Sociologist Victor Ray named F. Wendell Miller Associate Professor

Friday, June 4, 2021

Victor RayThe University of Iowa has named Dr. Victor Ray, a sociologist and public scholar who publishes widely in the sociology of race and ethnicity, to the F. Wendell Miller Associate Professorship. Ray serves on the faculty of the Department of Sociology and Criminology and the African American Studies Program.

Sara Sanders, dean of the College of Liberal Arts and Sciences, hailed Ray's selection.

"Professor Ray is a recognized leader in a field that is still emerging and is evolving rapidly," Sanders said. "His work is at the forefront of helping our society grapple with fundamental questions of how perceptions and attitudes toward race and ethnicity shape our institutions, including right here at Iowa. I am delighted that Victor is on our faculty, and I look forward to learning of his work and accomplishments in the years ahead."

Ray’s research, which has received funding from the Ford Foundation, National Science Foundation, and other organizations, applies critical race theory to classic sociological questions, primarily organizational structures. He has helped shape his discipline through his scholarship, publishing regularly in influential journals such as American Sociological Review, Annals of the American Academy of Political and Social Science, and Ethnic and Racial Studies, among others. He has contributed chapters to edited books, written reviews of books by other scholars, and contributed entries for encyclopedias including the Wiley-Blackwell Encyclopedia of Race, Ethnicity, and Nationalism and Encyclopedia of Race and Racism, 2nd Edition.

A popular instructor at the undergraduate and graduate levels, Ray, who joined the UI faculty in 2019, teaches courses on race and ethnicity, and is frequently invited to deliver lectures at conferences and universities. He earned his PhD from Duke University, where he received the Dean's Award for Excellence in Mentoring.

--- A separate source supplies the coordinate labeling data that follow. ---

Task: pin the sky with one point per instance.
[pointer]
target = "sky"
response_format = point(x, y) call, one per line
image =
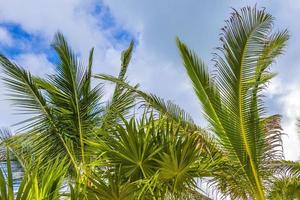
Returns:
point(27, 29)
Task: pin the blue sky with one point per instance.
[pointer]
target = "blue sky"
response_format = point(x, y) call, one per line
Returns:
point(27, 28)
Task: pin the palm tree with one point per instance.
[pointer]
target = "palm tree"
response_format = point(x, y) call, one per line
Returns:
point(244, 135)
point(232, 101)
point(65, 111)
point(33, 185)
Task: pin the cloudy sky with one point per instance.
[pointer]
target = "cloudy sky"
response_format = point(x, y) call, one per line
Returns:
point(27, 28)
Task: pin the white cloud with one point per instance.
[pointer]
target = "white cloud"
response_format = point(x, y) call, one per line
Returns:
point(5, 37)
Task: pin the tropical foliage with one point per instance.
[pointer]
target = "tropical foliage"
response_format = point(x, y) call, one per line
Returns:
point(74, 144)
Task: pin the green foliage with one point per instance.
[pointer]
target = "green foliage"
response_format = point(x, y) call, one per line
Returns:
point(75, 145)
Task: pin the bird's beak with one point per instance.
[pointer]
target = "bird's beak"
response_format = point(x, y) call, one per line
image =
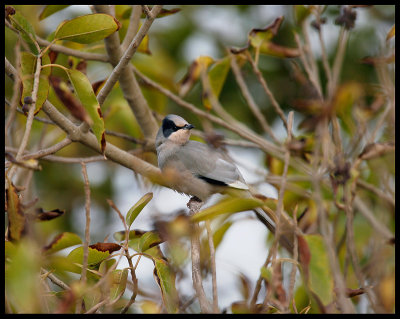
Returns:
point(188, 127)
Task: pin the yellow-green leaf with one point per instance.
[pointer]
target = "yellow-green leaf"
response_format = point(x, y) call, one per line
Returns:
point(120, 235)
point(50, 9)
point(260, 39)
point(137, 208)
point(87, 29)
point(228, 205)
point(95, 257)
point(199, 65)
point(391, 33)
point(27, 32)
point(220, 232)
point(119, 280)
point(84, 91)
point(62, 241)
point(216, 77)
point(149, 240)
point(165, 279)
point(320, 276)
point(28, 69)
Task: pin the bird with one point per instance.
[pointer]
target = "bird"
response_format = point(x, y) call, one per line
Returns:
point(198, 170)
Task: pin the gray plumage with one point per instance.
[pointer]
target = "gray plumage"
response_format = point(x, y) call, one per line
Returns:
point(175, 150)
point(195, 169)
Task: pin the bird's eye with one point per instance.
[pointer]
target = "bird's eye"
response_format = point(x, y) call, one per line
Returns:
point(169, 127)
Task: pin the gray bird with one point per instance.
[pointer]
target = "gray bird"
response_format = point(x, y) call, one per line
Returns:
point(196, 169)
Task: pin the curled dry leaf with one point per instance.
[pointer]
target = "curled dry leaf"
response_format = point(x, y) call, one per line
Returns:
point(69, 100)
point(110, 247)
point(48, 215)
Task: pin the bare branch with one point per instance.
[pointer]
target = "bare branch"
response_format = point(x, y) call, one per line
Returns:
point(250, 101)
point(129, 85)
point(213, 267)
point(194, 206)
point(87, 234)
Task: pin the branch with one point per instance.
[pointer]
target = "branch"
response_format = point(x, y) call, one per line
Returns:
point(87, 234)
point(250, 101)
point(73, 52)
point(213, 266)
point(194, 205)
point(123, 73)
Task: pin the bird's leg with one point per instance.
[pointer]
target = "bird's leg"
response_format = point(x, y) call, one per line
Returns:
point(194, 204)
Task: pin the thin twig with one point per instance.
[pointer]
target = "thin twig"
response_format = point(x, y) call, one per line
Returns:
point(54, 279)
point(87, 234)
point(16, 93)
point(77, 53)
point(194, 206)
point(261, 79)
point(47, 151)
point(128, 257)
point(337, 65)
point(306, 66)
point(294, 266)
point(213, 266)
point(133, 27)
point(125, 59)
point(249, 99)
point(343, 303)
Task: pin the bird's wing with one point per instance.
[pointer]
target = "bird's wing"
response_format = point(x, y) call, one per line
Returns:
point(210, 165)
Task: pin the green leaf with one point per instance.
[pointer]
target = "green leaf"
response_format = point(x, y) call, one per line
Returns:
point(87, 29)
point(137, 208)
point(62, 241)
point(320, 276)
point(27, 32)
point(95, 257)
point(16, 217)
point(28, 69)
point(260, 39)
point(301, 12)
point(165, 278)
point(84, 91)
point(216, 77)
point(120, 235)
point(125, 12)
point(149, 240)
point(119, 280)
point(229, 205)
point(21, 278)
point(50, 9)
point(220, 232)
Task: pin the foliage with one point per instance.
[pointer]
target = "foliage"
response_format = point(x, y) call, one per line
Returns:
point(324, 122)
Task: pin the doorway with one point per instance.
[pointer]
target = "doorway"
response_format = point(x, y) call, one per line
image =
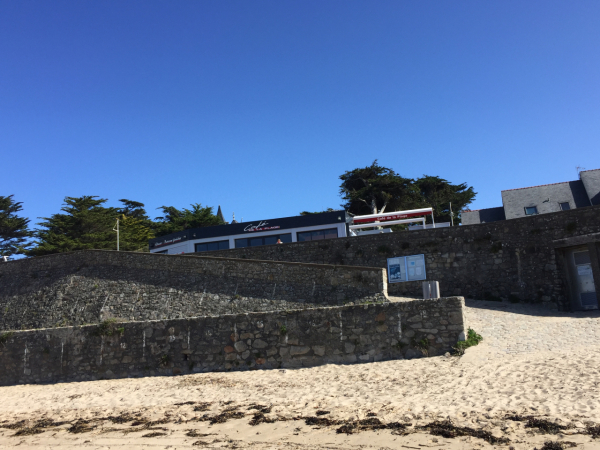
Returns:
point(584, 294)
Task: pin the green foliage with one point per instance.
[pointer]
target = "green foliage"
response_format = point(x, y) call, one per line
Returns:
point(14, 231)
point(472, 339)
point(422, 345)
point(376, 189)
point(174, 220)
point(438, 193)
point(85, 223)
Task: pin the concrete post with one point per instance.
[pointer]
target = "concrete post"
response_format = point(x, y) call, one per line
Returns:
point(431, 289)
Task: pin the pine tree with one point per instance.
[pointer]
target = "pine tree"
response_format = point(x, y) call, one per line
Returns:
point(84, 224)
point(174, 220)
point(14, 231)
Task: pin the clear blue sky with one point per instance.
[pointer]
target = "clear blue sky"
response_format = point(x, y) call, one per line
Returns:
point(259, 106)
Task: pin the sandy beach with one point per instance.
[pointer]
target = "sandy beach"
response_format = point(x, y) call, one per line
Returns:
point(495, 396)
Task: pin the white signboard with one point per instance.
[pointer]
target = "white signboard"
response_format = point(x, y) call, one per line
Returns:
point(406, 268)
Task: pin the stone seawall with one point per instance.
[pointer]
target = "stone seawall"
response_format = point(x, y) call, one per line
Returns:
point(90, 286)
point(511, 259)
point(279, 339)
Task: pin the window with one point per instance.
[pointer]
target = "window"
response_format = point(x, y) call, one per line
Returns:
point(266, 240)
point(212, 246)
point(564, 206)
point(317, 235)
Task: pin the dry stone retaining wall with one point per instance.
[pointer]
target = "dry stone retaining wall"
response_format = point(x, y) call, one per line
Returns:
point(280, 339)
point(510, 259)
point(90, 286)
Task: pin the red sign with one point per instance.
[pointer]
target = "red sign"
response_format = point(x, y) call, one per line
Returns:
point(260, 227)
point(391, 217)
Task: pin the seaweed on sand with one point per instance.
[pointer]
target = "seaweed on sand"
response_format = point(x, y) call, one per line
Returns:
point(448, 430)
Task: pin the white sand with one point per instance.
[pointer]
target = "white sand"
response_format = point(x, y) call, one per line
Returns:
point(477, 390)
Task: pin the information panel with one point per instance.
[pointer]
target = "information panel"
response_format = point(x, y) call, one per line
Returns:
point(406, 268)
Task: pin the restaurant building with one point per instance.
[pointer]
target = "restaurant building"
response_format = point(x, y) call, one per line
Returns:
point(311, 227)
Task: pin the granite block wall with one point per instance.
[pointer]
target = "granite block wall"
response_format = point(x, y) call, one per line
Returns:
point(93, 285)
point(279, 339)
point(510, 259)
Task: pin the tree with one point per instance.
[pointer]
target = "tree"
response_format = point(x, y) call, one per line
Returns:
point(86, 224)
point(375, 189)
point(174, 220)
point(134, 233)
point(438, 193)
point(133, 209)
point(14, 231)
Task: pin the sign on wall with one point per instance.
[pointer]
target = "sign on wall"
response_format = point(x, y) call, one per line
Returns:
point(406, 268)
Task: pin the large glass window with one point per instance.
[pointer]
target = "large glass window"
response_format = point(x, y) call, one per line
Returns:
point(266, 240)
point(330, 233)
point(212, 246)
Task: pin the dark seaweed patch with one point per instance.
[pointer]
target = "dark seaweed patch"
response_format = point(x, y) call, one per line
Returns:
point(202, 407)
point(372, 423)
point(448, 430)
point(81, 426)
point(194, 433)
point(321, 421)
point(549, 445)
point(29, 431)
point(544, 426)
point(155, 434)
point(594, 431)
point(224, 416)
point(259, 417)
point(261, 408)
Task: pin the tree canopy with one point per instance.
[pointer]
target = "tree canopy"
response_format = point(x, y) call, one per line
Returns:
point(377, 189)
point(174, 219)
point(439, 193)
point(85, 223)
point(14, 230)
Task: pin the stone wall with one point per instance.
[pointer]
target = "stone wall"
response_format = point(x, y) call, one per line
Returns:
point(301, 338)
point(89, 286)
point(511, 259)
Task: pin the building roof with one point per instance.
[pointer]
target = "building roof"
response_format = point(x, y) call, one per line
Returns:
point(539, 185)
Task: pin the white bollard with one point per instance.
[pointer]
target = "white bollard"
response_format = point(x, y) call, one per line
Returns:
point(431, 289)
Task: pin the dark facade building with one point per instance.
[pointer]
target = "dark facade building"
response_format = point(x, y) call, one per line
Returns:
point(311, 227)
point(543, 199)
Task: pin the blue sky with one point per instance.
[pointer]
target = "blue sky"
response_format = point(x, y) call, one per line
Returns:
point(260, 106)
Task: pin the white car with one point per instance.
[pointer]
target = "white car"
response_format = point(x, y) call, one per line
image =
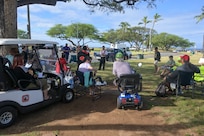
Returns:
point(14, 99)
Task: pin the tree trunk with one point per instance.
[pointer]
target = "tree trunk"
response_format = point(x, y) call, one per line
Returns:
point(8, 22)
point(10, 14)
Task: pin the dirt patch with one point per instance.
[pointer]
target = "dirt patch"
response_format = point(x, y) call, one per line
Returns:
point(84, 117)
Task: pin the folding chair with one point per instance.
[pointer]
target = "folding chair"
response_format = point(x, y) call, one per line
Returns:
point(185, 79)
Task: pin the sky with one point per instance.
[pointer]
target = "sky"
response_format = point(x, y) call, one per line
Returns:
point(177, 18)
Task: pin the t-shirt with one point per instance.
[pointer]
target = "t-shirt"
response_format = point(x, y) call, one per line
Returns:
point(66, 49)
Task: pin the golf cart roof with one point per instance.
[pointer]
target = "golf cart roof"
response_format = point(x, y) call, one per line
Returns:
point(9, 41)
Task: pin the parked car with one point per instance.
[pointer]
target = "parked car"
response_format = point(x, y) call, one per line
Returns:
point(14, 99)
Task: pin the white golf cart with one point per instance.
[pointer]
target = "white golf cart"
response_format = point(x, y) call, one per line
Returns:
point(15, 99)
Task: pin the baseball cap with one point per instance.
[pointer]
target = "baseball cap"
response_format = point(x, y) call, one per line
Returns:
point(185, 57)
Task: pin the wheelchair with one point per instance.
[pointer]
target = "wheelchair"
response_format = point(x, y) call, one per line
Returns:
point(129, 85)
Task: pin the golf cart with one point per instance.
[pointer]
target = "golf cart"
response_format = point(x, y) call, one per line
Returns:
point(15, 99)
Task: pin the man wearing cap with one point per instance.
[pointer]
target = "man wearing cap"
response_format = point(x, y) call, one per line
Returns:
point(120, 67)
point(186, 66)
point(81, 56)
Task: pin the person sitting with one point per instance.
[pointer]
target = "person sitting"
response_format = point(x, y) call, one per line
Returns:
point(165, 72)
point(168, 66)
point(63, 63)
point(199, 77)
point(21, 72)
point(120, 67)
point(186, 66)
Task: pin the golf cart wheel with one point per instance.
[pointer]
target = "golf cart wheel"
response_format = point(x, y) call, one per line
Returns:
point(119, 103)
point(68, 96)
point(7, 116)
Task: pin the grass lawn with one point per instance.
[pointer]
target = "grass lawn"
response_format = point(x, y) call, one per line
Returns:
point(177, 110)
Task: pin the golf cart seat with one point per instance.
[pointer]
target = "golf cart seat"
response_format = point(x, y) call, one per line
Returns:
point(13, 83)
point(129, 82)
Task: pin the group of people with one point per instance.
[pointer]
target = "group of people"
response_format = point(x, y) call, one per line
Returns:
point(120, 67)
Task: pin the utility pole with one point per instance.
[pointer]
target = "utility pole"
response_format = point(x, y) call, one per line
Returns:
point(203, 45)
point(28, 26)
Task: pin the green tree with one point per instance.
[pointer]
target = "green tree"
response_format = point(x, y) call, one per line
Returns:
point(201, 16)
point(167, 41)
point(22, 34)
point(110, 36)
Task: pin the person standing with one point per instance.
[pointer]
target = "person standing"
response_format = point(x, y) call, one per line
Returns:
point(103, 54)
point(66, 51)
point(25, 53)
point(157, 57)
point(120, 67)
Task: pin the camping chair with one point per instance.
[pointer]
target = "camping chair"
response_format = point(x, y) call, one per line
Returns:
point(129, 82)
point(184, 79)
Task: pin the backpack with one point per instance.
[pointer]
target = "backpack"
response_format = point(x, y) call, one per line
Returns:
point(161, 90)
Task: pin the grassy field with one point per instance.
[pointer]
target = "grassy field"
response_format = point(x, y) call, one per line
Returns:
point(177, 110)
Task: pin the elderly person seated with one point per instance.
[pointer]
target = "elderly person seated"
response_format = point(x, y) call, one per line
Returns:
point(120, 67)
point(186, 66)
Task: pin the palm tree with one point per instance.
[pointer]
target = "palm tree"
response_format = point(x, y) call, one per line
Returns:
point(157, 18)
point(124, 27)
point(201, 16)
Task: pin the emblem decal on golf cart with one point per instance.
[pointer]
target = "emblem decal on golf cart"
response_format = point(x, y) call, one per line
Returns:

In addition to his research and teaching, his public commentary appears in periodicals such as The Washington Post, Harvard Business Review, and Boston Review. When the Canadian Broadcasting Company produced a piece critiquing coverage of race and ethnicity in National Geographic, the network turned to Ray as a featured expert, and he has appeared on other radio and television programs, as well.

Ray has earned national recognition for his work. In 2020, he was the sole recipient of the Distinguished Early Career Award from the American Sociological Association Section on Racial and Ethnic Minorities, and he received the Junior Scholar Award from the Southern Sociological Society in 2019. His F. Wendell Miller Associate Professorship will become effective July 1, 2021.


The University of Iowa College of Liberal Arts and Sciences offers about 70 majors across the humanities; fine, performing and literary arts; natural and mathematical sciences; social and behavioral sciences; and communication disciplines. About 15,000 undergraduate and nearly 2,000 graduate students study each year in the college’s 37 departments, led by faculty at the forefront of teaching and research in their disciplines. The college teaches all Iowa undergraduates through the college's general education program, CLAS CORE. About 80 percent of all Iowa undergraduates begin their academic journey in CLAS. The college confers about 60 percent of the university's bachelor's degrees each academic year.